The White Tiger
might throw up again, but the spasm passed.
“Sometimes I wonder, Balram. I wonder what’s the point of living. I really wonder…”
The point of living? My heart pounded. The point of your living is that if you die, who’s going to pay me three and a half thousand rupees a month?
“You must believe in God, sir. You must go on. My granny says that if you believe in God, then good things will happen.”
“That’s true, it’s true. We must believe,” he sobbed.
“Once there was a man who stopped believing in God, and you know what happened?”
“What?”
“His buffalo died at once.”
“I see.” He laughed. “I see.”
“Yes, sir, it really happened. The next day he said, ‘God, I’m sorry, I believe in You,’ and guess what happened?”
“His buffalo came back to life?”
“Exactly!”
He laughed again. I told him another story, and this made him laugh some more.
Has there ever been a master-servant relationship like this one? He was so powerless, so lost, my heart just had to melt. Whatever anger I had against him for trying to pin Pinky Madam’s hit-and-run killing on me passed away that evening. That was her fault. Mr. Ashok had nothing to do with it. I forgave him entirely.
I talked to him about the wisdom of my village—half repeating things I remembered Granny saying, and half making things up on the spot—and he nodded. It was a scene to put you in mind of that passage in the Bhagavad Gita, when our Lord Krishna—another of history’s famous chauffeurs—stops the chariot he is driving and gives his passenger some excellent advice on life and death. Like Krishna I philosophized—I joked—I even sang a song—all to make Mr. Ashok feel better.
Baby, I thought, rubbing his back as he heaved and threw up one more time, you big, pathetic baby.
I put my hand out and wiped the vomit from his lips, and cooed soothing words to him. It squeezed my heart to see him suffer like this—but where my genuine concern for him ended and where my self-interest began, I could not tell: no servant can ever tell what the motives of his heart are.
Do we loathe our masters behind a facade of love—or do we love them behind a facade of loathing?
We are made mysteries to ourselves by the Rooster Coop we are locked in.
The next day I went to a roadside temple in Gurgaon. I put a rupee before the two resident pairs of divine arses and prayed that Pinky Madam and Mr. Ashok should be reunited and given a long and happy life together in Delhi.
A week passed like this, and then the Mongoose turned up from Dhanbad and Mr. Ashok and I went together to the station to collect him.
The moment he arrived, everything changed for me. The intimacy was over between me and Mr. Ashok.
Once again, I was only the driver. Once again, I was only the eavesdropper.
“I spoke to her last night. She’s not coming back to India. Her parents are happy with her decision. This can end only one way.”
“Don’t worry about it, Ashok. It’s okay. And don’t call her again. I’ll handle it from Dhanbad. If she makes any noise about wanting your money, I’ll just gently bring up that matter of the hit-and-run, see?”

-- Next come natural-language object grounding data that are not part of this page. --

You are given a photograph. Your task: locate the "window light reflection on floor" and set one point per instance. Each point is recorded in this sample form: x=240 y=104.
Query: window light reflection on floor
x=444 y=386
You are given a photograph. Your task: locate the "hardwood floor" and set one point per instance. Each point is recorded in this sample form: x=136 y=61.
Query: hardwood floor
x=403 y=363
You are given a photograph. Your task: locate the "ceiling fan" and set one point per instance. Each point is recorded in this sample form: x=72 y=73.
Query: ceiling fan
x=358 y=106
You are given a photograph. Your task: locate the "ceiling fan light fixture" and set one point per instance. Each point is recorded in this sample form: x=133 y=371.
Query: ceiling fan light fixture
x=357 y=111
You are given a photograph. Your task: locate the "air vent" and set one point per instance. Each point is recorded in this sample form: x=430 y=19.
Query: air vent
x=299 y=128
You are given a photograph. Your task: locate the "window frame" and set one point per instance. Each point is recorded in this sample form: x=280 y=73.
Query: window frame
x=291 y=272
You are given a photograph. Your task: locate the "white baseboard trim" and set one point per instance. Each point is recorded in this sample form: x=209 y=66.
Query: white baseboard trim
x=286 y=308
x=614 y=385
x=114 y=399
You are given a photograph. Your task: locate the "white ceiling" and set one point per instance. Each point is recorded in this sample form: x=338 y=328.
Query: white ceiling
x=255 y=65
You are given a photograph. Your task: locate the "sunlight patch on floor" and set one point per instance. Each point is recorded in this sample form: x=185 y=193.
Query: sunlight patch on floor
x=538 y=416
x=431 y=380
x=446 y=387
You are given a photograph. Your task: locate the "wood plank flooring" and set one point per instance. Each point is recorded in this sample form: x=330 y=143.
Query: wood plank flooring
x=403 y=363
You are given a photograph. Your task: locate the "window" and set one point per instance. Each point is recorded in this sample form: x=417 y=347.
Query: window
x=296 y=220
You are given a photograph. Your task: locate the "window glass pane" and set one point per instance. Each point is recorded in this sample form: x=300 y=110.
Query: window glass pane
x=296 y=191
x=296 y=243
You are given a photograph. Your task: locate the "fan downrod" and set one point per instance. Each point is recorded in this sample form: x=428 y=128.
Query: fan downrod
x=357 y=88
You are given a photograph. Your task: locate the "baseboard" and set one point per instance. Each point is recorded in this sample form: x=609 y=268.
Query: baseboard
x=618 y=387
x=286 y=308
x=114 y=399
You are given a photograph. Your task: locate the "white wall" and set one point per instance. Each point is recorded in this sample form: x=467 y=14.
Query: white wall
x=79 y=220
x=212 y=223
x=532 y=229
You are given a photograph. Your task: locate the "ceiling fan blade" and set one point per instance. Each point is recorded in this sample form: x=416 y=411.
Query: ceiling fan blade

“It’s not the money I’m worried about, Mukesh—”
“I know, I know.”
The Mongoose put his hand on Mr. Ashok’s shoulder—just the way Kishan had put his hand on my shoulder so many times.
We were driving past a slum: one of those series of makeshift tents where the workers at some construction site were living. The Mongoose was saying something, but Mr. Ashok wasn’t paying attention—he was looking out the window.
My eyes obeyed his eyes. I saw the silhouettes of the slum dwellers close to one another inside the tents; you could make out one family—a husband, a wife, a child—all huddled around a stove inside one tent, lit up by a golden lamp. The intimacy seemed so complete—so crushingly complete. I understood what Mr. Ashok was going through.
He lifted his hand—I prepared for his touch—but he wrapped it around the Mongoose’s shoulder.
“When I was in America, I thought family was a burden, I don’t deny it. When you and Father tried to stop me from marrying Pinky because she wasn’t a Hindu I was furious with you, I don’t deny it. But without family, a man is nothing. Absolutely nothing. I had nothing but this driver in front of me for five nights. Now at last I have someone real by my side: you.”